Photo of Joe HockeyJoe Hockey (North Sydney, Liberal Party, Minister Assisting the Prime Minister for the Public Service) Share this | | Hansard source

I thank the member for McMillan for his question. I recognise his very hard work and note that in 1996 the unemployment rate in McMillan was 7.7 per cent. Today it is 4.1 per cent and that is good news. A modern and flexible workplace relations system is absolutely essential for a productive economy. As the OECD noted in its Employment outlook 2007 report, labour market reforms can have a sizeable impact on productivity levels. That is pretty explicit: labour market reforms can have a sizeable impact on productivity levels.

Those reforms could mean many things such as the abolition of the unfair dismissal laws. Small business hated those unfair dismissal laws, absolutely hated them. One of the reasons that we have seen 360,000 new jobs created over the last 15 months—95 per cent of them full-time jobs—is the abolition of the unfair dismissal laws. We have got rid of centralised wage-setting process and, most importantly, we have made it harder for union bosses to engage in frivolous strike action.

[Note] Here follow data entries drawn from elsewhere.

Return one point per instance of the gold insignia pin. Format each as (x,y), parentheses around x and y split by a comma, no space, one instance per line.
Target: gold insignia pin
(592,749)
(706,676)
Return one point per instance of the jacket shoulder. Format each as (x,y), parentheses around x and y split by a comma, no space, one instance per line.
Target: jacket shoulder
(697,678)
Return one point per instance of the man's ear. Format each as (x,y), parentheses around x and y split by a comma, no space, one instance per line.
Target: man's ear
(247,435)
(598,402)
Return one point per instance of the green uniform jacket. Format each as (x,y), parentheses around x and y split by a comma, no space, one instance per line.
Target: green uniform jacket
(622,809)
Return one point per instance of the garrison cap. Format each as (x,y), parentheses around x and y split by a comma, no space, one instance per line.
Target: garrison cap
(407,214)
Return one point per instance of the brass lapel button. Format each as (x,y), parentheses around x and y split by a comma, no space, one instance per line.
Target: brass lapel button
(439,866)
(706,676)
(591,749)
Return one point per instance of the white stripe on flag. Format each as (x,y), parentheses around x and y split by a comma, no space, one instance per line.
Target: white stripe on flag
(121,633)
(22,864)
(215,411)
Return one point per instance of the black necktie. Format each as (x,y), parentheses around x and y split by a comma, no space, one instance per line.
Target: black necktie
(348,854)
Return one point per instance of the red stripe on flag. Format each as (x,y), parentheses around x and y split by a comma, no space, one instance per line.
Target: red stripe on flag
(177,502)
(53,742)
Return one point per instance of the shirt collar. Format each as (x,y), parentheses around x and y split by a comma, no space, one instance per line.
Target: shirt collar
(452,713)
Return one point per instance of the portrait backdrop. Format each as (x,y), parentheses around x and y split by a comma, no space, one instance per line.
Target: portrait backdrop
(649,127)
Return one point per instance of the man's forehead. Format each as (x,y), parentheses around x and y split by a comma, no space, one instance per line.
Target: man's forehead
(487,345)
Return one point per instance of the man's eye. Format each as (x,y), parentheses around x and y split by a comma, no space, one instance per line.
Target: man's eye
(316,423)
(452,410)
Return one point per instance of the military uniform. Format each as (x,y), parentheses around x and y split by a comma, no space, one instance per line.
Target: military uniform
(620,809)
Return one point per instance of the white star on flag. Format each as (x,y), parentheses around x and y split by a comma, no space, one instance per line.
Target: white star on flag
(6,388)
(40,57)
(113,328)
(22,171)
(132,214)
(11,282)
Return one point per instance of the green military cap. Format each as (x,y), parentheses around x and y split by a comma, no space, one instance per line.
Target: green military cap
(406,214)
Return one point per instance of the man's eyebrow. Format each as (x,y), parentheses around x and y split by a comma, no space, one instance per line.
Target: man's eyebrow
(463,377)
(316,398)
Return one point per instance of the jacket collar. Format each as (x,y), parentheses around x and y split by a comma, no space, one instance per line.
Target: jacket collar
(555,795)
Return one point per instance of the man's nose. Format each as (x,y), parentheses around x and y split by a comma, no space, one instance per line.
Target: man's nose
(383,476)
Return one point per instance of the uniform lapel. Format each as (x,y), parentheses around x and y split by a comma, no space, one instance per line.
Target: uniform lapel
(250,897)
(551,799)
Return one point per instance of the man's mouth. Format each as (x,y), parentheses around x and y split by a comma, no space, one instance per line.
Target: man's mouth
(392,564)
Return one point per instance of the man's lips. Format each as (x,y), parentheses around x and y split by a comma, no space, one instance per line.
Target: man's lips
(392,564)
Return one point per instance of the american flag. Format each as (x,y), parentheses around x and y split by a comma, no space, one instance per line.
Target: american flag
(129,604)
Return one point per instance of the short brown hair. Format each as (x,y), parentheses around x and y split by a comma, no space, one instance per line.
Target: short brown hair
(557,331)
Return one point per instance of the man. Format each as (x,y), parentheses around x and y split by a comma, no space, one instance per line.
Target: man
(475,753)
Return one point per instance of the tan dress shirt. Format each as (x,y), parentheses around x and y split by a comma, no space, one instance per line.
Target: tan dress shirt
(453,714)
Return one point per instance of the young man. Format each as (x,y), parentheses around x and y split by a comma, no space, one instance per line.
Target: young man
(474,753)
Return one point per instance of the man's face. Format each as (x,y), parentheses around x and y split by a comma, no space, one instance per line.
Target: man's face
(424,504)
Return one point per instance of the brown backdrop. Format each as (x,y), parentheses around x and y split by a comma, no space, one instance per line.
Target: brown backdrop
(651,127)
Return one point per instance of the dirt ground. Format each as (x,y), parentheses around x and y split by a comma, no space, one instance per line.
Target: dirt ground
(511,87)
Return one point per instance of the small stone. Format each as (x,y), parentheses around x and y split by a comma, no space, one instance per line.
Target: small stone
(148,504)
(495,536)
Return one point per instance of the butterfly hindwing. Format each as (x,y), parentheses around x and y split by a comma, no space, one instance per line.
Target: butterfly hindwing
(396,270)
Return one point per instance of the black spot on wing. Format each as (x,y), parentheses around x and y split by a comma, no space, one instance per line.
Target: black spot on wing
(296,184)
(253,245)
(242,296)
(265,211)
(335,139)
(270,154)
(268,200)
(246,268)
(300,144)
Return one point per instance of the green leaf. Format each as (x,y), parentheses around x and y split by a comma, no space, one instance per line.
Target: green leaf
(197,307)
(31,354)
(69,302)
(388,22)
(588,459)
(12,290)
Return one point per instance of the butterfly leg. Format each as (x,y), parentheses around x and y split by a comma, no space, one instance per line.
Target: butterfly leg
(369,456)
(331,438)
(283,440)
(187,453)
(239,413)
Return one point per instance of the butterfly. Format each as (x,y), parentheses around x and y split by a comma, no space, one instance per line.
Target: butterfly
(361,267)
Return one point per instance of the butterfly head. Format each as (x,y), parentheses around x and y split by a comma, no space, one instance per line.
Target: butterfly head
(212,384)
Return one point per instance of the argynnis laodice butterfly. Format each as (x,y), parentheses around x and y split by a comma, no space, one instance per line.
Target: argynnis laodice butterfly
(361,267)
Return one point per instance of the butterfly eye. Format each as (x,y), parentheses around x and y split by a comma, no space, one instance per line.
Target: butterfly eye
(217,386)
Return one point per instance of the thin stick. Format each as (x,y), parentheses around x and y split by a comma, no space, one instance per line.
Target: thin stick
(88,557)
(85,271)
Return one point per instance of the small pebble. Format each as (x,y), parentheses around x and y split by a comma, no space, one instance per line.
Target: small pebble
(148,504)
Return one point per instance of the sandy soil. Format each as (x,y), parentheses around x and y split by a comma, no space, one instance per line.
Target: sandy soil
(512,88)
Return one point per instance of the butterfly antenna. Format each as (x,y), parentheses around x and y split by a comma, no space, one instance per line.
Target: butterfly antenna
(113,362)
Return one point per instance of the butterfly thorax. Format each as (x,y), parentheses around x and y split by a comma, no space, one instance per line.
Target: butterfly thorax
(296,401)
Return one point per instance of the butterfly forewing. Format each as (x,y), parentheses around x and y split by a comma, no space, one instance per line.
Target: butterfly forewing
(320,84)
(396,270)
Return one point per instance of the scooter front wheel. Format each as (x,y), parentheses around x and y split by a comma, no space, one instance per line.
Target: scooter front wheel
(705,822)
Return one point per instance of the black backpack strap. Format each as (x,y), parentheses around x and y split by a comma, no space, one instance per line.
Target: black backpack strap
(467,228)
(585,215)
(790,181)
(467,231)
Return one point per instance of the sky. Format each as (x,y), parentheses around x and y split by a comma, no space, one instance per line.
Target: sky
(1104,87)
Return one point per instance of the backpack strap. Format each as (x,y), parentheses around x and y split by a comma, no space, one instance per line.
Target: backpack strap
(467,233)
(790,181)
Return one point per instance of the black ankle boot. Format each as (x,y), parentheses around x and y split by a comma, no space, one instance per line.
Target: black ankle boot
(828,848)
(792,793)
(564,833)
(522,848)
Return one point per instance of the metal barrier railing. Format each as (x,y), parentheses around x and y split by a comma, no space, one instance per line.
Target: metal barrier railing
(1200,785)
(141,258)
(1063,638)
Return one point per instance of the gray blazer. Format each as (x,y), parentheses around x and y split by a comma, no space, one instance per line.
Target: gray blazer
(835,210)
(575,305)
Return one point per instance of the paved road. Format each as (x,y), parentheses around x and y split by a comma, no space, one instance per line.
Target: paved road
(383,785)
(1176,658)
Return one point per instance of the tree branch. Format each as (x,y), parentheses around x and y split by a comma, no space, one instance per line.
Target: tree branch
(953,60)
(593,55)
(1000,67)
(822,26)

Mr Speaker, I can report to you that strike action in Australia today is at the lowest level since records were first kept in 1913, and that has had a positive impact on productivity. But, sadly, the message has not got out to some friends of the member for Hotham, including the leader of the ETU in Victoria, Dean ‘expletive’ Mighell. At around 11 am on Tuesday, representatives of Australian Paper, at the biggest paper manufacturing mill in Victoria, had all their CEPU and ETU members called out on strike by Dean Mighell, in unlawful strike action. He called the boys out on the site, in unlawful strike action, in support of an old site deal which is unlawful and which, in many cases, forces employers to pay union delegates on site and provides for compulsory deduction of union dues and paid time off for union meetings. In this case, the strike action is costing the company over $250,000 a day. Dean Mighell from the ETU—Labor Party royalty—sent a text message to the boys on site and said, ‘Come out for a meeting,’ and they are still on strike.

Even worse, the Industrial Relations Commission, which the Labor Party says they are going to abolish, ordered the workers to go back to work and Dean Mighell refused to agree to that order. He refused to consent to his members going back to work. So he is stopping work at the site to make a poor political point about a site deal which is unlawful under our reforms. How is it good for productivity to allow union bosses to, at the flick of a moment, call people out on strike? How is it good for productivity to have people like Noonan, Reynolds and McDonald in Western Australia go onto construction sites and try to intimidate the workers and close down work, all in the name of trying to build their membership and get the Leader of the Opposition into the Lodge? Real productivity is about workplace reform, making hard decisions and standing up to the union bosses who are trying to close down hardworking businesses that are trying to make a buck and keep the economy strong. When you are in government you have to show leadership and courage, and the Leader of the Opposition has failed to show courage in standing up to people like Dean Mighell, Kevin Reynolds, Joe McDonald, Sharan Burrow and all their mates.